13.2.2   Loss prevention measures for avoiding moisture damage
Section 10.3.7 listed loss prevention measures for avoiding moisture damage in container transport, including:
  • The concept of container dry goods, packaging, accompanying material and dunnage
  • Perforated packaging
  • Fungicides
  • Mold caused by water-soluble adhesives
  • Covering with paper dunnage to protect against sweat
  • Covering with plastic sheets with condensation reservoirs to protect against sweat
  • Suspension in a standard container of a nonwoven fabric
  • Suspension in a standard container of a liner bag for bulk cargo
  • Stripping of hygroscopic goods in winter
  • Sealed packaging for high-quality machinery
  • Pros and cons of the desiccant method
  • Use of ventilated containers for high-quality agricultural products (green coffee beans)
Some more notes on the above follow below.
  1. The most important prerequisite for loss-free transport in a standard container is for the cargo, its packaging, dunnage and accompanying material to be introduced into the container in a container dry state.
    It should be pointed out, however, that the cargo must not be dried to a level too far below the recommended lower water content limit, as this is associated with loss of aroma and thus odor and flavor impairment, especially in sensitive foodstuffs and semiluxury items such as green coffee beans, raw cocoa and leaf tobacco. For instance, bay leaves take on a hay-like flavor, become brittle and finally turn to dust.
  2. Packaging, for example cartons, plastic bags, should be perforated. Although in Fig. 59 (rock wool) the packaging carries the indication that the product has been hydrophobed, i.e. rendered water-repellent, a large quantity of sweat has formed inside the plastic bag, which is unable to escape due to the lack of ventilation holes.
    Figure 59: Sweat inside an unperforated plastic bag

  3. No fresh or wet lumber should be used in case construction. The same applies if lumber is used for cargo securing measures. The optimum water content for lumber deemed to be container dry lumber is 12 - 15% (air dry lumber), the equilibrium moisture content being 70 - 80% at 20°C (see Section 19.1).
    However, "semi-dry" lumber, i.e. with a water content < 30%, is used in practice. Mold growth is to be expected at a water content of > 20%.

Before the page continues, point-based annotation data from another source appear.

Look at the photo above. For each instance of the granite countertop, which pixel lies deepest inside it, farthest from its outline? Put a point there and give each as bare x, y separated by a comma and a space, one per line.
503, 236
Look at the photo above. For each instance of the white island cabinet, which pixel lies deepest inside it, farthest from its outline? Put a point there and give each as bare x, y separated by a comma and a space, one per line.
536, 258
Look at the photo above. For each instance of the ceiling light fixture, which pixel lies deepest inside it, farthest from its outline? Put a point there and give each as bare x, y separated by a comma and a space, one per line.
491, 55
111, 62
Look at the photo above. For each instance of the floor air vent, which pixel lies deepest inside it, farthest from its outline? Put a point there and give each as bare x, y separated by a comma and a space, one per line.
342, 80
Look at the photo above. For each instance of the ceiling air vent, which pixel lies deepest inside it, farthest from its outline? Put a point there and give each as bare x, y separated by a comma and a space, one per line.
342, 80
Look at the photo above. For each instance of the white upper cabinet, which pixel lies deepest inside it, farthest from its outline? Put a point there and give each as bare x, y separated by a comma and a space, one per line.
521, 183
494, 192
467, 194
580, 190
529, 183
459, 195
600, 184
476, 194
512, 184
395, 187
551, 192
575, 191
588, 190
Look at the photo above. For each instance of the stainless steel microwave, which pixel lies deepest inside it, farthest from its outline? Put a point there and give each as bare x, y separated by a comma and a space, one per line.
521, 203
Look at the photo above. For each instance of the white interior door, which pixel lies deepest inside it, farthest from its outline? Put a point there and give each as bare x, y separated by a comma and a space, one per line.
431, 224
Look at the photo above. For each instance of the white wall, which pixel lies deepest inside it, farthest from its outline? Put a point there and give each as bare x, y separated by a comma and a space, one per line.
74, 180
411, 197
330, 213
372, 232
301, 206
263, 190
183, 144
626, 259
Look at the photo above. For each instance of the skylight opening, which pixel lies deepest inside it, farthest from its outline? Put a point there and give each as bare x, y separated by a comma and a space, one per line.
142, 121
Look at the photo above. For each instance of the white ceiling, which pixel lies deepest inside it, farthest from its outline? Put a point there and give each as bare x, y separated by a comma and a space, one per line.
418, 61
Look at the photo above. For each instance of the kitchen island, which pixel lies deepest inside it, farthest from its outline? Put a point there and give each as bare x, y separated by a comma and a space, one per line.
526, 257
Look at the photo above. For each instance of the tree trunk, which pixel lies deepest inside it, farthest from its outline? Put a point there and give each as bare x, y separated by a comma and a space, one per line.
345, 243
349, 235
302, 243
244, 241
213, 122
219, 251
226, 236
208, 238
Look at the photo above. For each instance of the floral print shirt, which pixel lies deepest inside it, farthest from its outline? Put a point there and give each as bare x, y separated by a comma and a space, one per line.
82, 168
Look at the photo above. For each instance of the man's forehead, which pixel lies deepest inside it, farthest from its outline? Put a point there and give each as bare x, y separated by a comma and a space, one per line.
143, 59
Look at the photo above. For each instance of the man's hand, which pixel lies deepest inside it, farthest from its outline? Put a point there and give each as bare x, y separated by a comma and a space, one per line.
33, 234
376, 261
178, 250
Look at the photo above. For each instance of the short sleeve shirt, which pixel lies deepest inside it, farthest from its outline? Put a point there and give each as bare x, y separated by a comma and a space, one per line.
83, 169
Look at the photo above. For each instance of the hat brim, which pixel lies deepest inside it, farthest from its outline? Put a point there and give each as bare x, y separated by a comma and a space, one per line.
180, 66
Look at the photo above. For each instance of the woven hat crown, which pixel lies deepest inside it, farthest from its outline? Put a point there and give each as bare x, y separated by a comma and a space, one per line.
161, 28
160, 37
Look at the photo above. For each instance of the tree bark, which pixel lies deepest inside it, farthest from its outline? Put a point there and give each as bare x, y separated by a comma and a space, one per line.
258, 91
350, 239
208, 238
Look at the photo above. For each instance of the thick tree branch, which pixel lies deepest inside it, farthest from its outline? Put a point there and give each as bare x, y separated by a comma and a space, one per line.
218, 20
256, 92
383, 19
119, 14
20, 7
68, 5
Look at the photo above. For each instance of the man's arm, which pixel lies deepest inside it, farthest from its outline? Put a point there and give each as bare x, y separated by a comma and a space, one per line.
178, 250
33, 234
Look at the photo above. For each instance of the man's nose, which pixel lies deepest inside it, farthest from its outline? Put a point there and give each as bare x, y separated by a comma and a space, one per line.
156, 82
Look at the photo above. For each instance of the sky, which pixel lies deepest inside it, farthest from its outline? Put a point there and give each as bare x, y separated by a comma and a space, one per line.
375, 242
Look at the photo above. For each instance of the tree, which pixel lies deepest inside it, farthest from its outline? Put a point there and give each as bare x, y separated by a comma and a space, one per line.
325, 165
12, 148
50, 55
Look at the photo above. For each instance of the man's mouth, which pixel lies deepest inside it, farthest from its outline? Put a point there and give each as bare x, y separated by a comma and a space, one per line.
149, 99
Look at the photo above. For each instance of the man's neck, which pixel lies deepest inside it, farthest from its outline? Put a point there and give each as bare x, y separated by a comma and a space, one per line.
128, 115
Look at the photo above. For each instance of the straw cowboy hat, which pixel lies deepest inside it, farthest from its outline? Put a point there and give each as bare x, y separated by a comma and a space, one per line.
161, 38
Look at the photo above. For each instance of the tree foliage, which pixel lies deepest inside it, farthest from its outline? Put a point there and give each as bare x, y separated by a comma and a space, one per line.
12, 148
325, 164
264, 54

  4. The corrosion protection provided by the desiccant method is ineffective if the sealed package is damaged. Therefore, all sharp-edged or pointed parts of the package contents and the case bottom have to be padded.
  5. The respiration intensity of respiring hygroscopic goods, such as legumes, seed, oil-bearing seeds/fruits, is stimulated by elevated water contents or elevated temperatures. Random measurements of the water content of the product and its packaging must therefore be made prior to packing of the container.
  6. This also applies to compliance with the rules relating to the stowing together of different goods: no goods with a high water content should be stowed together in a container with moisture-sensitive goods.
  7. Prior to packing, it is important to inspect the container: dry floor covering, tightly closing doors, no holes or cracks (visual inspection with closed container door). When packing the container, attention must be paid to the relative humidity and temperature of the packing shed (storage location): relative humidity should not exceed 60%.
  8. At winter temperatures, the containers should where possible be packed in a warehouse and/or suitable measures should be taken to reduce relative humidity in heated warehouses.